Понемногу разговорились. Можно было понять, что эта кучка кадыккойских греков приехала сюда узнать, что делать всем вообще кадыккойским и балаклавским грекам, если подойдет неприятель: сидеть ли в своей Балаклаве, или, может быть, будет безопаснее перебраться всеми семействами и со всем имуществом сюда, в Севастополь.
Вопрос был, конечно, важный, и Дебу подробно и долго объяснял им, как пройти к Екатерининскому дворцу, где могли бы им указать того, кто теперь распоряжался всем в крепости за отбытием светлейшего на Алму.

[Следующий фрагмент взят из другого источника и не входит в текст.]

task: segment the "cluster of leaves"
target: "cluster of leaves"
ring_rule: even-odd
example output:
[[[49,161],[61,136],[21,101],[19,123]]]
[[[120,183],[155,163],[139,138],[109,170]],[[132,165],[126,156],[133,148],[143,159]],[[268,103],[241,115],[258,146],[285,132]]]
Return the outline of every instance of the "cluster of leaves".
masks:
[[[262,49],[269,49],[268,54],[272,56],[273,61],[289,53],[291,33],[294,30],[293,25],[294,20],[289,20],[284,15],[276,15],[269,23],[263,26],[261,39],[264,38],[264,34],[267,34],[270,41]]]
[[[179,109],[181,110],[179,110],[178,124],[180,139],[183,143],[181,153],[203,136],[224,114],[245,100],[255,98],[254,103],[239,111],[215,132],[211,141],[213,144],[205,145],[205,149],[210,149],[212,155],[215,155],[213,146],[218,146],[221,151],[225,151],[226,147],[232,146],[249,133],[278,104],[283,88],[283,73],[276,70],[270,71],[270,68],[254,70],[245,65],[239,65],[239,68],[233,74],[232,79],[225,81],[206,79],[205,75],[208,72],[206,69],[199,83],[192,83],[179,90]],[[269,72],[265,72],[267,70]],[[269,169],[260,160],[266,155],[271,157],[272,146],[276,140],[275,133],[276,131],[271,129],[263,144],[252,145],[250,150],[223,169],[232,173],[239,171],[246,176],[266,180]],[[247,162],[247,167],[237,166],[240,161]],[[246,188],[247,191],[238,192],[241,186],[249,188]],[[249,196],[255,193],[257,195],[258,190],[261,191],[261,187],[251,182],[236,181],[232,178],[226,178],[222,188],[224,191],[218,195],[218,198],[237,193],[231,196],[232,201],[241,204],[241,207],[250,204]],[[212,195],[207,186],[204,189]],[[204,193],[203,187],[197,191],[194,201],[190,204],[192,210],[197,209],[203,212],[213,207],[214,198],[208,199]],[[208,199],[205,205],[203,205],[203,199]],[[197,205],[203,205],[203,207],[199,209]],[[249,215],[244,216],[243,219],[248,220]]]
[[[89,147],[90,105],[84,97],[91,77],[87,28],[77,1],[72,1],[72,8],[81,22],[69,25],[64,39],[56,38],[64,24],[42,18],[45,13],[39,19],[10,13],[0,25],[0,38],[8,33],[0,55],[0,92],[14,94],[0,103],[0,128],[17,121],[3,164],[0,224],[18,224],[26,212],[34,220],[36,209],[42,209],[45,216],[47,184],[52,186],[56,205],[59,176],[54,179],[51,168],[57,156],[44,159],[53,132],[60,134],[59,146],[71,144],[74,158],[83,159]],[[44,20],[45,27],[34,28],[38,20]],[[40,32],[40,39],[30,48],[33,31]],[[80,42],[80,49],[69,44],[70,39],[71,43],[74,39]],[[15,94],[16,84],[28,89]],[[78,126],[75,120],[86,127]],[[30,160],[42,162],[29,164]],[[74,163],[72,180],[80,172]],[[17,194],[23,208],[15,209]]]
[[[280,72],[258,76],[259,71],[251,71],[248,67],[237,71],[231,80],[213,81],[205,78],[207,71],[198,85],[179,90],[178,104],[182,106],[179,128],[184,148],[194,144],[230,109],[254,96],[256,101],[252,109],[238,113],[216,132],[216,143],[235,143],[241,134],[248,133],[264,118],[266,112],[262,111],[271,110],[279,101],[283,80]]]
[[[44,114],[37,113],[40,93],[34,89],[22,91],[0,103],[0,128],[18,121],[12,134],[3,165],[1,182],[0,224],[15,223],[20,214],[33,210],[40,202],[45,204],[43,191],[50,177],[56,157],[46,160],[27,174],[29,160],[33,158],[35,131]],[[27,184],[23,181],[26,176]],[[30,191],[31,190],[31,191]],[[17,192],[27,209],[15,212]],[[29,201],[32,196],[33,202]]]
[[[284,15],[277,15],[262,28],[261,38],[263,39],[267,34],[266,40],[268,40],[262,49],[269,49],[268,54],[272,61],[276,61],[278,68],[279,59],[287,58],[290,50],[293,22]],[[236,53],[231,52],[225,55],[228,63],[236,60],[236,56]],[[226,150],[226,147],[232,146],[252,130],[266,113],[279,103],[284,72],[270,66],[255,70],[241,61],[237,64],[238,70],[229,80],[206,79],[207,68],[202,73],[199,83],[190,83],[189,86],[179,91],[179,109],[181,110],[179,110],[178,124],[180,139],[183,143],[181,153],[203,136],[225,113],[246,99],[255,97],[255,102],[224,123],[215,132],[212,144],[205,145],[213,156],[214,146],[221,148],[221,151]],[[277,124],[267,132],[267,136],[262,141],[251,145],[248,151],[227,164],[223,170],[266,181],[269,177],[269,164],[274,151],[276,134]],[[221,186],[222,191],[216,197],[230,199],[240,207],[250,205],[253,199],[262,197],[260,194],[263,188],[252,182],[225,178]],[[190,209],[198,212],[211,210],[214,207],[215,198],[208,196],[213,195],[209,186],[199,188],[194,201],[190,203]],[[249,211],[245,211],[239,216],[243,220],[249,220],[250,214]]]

А когда он прошел дальше, к Театральной площади, то увидел,
Дебу хотел было подойти поближе к веселым землекопам, но тут, под барабанный бой маршируя, вышла на площадь рота матросов одного из морских батальонов, сверкая на солнце стволами и штыками ружей. Какой-то лейтенант, ротный командир, четко идя под барабан впереди, вдруг обернулся, прошел несколько шагов задом и неистово скомандовал под правую ногу:
– Ррот-та-а... стой!
Рота сделала еще шаг, ударив по земле ногами изо всей силы, и стала вкопанно. Барабан умолк.
Дебу увидел, что матросы, когда они собраны вот так в роту, кажутся благодаря своим высоким и широким грудям и дюжим воловьим шеям какой-то непобедимой крепостью по сравнению с ротой пехоты. Но вот ретивый лейтенант, отойдя от роты в сторону, прокричал в самом высоком тоне:
– По убегающему неприятелю вдогон-ку... Первый взвод с колена, второй стоя, остальные уступами... рро-от-та...
И матросы, кто с колена, кто стоя на месте, кто выбежав вправо и влево, начали старательно целиться в сторону Дебу, он же с давним уже, но очень стойким неистребимым в нем замиранием сердца ждал команды "пли!"
Этой команды он ждал однажды, стоя на эшафоте на Семеновском плацу в Петербурге, и с тех пор неприятное чувство всякий раз овладевало им, чуть только слышал он это вопиющее "рро-о-та", за которым должно было следовать короткое, как выстрел, и страшное "пли!"
Тогда их стояло на-эшафоте двадцать человек, осмелившихся читать утопистов - Фурье, Сен-Симона, Кабе и других - и о прочитанном спорить. Но самым преступным деянием их, по мнению следственной комиссии и членов суда - нескольких генералов, было то, что они осмелились читать вслух знаменитое письмо Белинского Гоголю по поводу "Переписки с друзьями"! Выяснилось при этом еще более преступное: что письмо кое-кто из них давал даже переписывать своим знакомым!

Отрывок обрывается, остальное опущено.